SINOVPROC
In the last
decade, a renewed interest on the concept of social innovation
in the academic literature, particularly in the fields of
innovation, social economics, public governance and
territorial development, has emerged. Social innovation has
been seen as a way to address the Grand Challenges of the 21st
century, a new class of contemporary problems not solvable
exclusively via more economic growth as, for example,
inequality in income distribution; mass urbanisation and
social exclusion phenomena; high rates of youth unemployment;
ageing of population; and climate change. Solving these Grand
Challenges demands new forms of social organisation and new
social capacities, contributing to human welfare whilst
respecting the earth’s ecological limits, creating collective
action and co-ordination and providing resilience against
these new challenges.
In spite of these developments around the meaning of social
innovation, the research team contends that two major gaps are
found in the literature, and contributing to solve them is the
main purpose of this research project. Firstly, although there
is already a significant amount of research about the concept
of social innovation, there is a lack of research about the
process dimension of social innovation and, particularly,
about the role universities might play in that process. There
has been a failure in university-society engagement literature
to address social innovation because of problems in finding
quick indicators to capture performance. Although
universities’ activities around technology transfer and
knowledge exchange (and how this process develops) is well
understood in the literature, other kinds of university
knowledge contributions to drive wider societal development is
less well understood. A second related gap is the shortage of
academic research about the metrics (or indicators) best
suited to assess the impact of social innovation initiatives
or practices. Measuring this impact is a very significant
challenge for researchers as social innovation is a complex
process and research in this area has not yet reached the
level of metrics (or indicators) used in the context of
technological and/or economic innovation (e.g.

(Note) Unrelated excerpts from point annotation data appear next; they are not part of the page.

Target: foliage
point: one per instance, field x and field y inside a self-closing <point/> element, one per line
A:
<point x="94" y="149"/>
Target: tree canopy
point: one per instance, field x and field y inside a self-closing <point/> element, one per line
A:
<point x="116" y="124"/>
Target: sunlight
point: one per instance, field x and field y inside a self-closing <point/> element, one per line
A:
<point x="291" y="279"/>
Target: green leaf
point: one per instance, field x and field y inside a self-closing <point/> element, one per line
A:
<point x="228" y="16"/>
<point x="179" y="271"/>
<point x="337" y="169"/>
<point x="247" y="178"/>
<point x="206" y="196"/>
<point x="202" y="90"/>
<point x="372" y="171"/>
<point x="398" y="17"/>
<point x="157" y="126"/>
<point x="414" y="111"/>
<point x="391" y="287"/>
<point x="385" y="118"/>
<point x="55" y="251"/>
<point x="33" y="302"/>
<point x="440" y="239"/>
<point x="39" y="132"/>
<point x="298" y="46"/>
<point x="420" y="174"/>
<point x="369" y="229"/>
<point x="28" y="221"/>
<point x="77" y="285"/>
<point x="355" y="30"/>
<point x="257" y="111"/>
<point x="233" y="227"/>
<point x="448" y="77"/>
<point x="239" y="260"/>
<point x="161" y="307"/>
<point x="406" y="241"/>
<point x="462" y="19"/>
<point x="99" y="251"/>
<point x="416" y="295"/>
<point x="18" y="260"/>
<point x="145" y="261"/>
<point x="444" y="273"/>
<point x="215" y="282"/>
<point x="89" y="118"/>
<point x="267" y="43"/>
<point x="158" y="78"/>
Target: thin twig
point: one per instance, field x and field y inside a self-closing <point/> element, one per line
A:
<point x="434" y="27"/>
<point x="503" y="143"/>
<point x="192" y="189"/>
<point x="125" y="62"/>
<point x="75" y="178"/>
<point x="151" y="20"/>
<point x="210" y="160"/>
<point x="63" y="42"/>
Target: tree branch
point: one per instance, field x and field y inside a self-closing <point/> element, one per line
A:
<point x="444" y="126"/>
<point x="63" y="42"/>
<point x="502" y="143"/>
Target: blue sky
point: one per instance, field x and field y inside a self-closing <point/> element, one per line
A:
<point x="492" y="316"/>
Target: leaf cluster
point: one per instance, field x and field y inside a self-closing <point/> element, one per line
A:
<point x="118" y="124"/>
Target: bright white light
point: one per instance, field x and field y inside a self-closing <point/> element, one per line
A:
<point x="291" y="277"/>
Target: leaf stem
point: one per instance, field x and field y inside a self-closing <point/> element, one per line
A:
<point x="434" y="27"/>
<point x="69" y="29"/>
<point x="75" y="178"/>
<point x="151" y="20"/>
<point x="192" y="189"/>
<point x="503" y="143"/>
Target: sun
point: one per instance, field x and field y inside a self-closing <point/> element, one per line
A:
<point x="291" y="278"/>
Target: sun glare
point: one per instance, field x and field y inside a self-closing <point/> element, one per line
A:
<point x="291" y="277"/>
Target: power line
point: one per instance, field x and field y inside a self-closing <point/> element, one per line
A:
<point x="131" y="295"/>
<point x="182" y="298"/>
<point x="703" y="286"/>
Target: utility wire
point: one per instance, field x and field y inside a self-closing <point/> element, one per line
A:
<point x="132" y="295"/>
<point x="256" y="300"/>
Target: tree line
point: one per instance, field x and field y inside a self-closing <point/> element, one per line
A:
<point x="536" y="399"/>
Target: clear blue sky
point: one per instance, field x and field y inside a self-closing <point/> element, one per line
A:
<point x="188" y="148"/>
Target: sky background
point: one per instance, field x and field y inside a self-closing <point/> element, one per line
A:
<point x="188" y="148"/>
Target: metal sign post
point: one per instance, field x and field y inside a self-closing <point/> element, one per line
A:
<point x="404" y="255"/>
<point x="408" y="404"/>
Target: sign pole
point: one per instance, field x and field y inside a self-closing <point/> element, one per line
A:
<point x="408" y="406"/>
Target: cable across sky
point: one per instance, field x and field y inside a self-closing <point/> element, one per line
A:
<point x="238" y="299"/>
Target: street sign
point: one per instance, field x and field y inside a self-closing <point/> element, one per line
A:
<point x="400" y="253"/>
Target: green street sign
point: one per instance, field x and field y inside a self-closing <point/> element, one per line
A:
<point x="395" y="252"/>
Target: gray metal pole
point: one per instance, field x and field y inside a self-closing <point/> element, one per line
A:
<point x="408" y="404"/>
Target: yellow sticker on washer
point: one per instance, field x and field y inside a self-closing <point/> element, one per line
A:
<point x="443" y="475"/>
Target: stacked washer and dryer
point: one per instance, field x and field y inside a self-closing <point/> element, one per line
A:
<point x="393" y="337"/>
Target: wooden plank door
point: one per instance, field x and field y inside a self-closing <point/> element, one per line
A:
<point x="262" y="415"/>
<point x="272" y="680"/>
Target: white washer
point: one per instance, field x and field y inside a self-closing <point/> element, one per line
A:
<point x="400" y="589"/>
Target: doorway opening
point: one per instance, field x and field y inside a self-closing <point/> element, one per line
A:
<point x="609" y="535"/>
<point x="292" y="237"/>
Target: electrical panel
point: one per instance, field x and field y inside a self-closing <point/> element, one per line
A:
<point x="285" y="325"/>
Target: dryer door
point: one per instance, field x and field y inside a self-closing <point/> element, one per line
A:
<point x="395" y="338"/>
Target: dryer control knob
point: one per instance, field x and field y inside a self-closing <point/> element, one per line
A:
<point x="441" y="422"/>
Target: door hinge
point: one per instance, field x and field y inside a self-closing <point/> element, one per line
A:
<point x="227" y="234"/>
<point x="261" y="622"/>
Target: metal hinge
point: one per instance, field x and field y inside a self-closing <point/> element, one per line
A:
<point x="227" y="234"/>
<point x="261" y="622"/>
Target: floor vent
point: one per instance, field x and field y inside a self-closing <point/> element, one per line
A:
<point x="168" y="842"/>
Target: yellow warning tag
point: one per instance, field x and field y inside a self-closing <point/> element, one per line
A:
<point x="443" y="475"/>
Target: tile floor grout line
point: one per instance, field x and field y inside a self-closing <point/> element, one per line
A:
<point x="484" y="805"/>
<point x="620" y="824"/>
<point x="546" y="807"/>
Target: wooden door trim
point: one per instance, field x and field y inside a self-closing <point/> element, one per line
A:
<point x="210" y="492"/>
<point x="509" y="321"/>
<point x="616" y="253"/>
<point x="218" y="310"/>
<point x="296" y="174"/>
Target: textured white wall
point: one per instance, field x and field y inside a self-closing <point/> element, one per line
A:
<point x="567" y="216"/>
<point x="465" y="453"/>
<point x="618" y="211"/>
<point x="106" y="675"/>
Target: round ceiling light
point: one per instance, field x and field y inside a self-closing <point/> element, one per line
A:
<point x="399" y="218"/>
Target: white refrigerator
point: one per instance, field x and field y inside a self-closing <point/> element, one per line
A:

R&D
expenditure, number of patents, graduates in science and
technology, value added).
Therefore, the two overarching goals of this research project
are:
• | to propose a conceptual framework to understand how the process of social innovation works; |
• | to propose a methodological framework to identify metrics/indicators that allow measuring the impact of social innovation initiatives/projects, contributing to inform policy decision-making. |
The project will be undertaken by a multidisciplinary research team with expertise in economics, innovation management, and social impact assessment, experience in publishing in this area, and experience with internationally competitive research projects, under FCT and the European Framework programme support.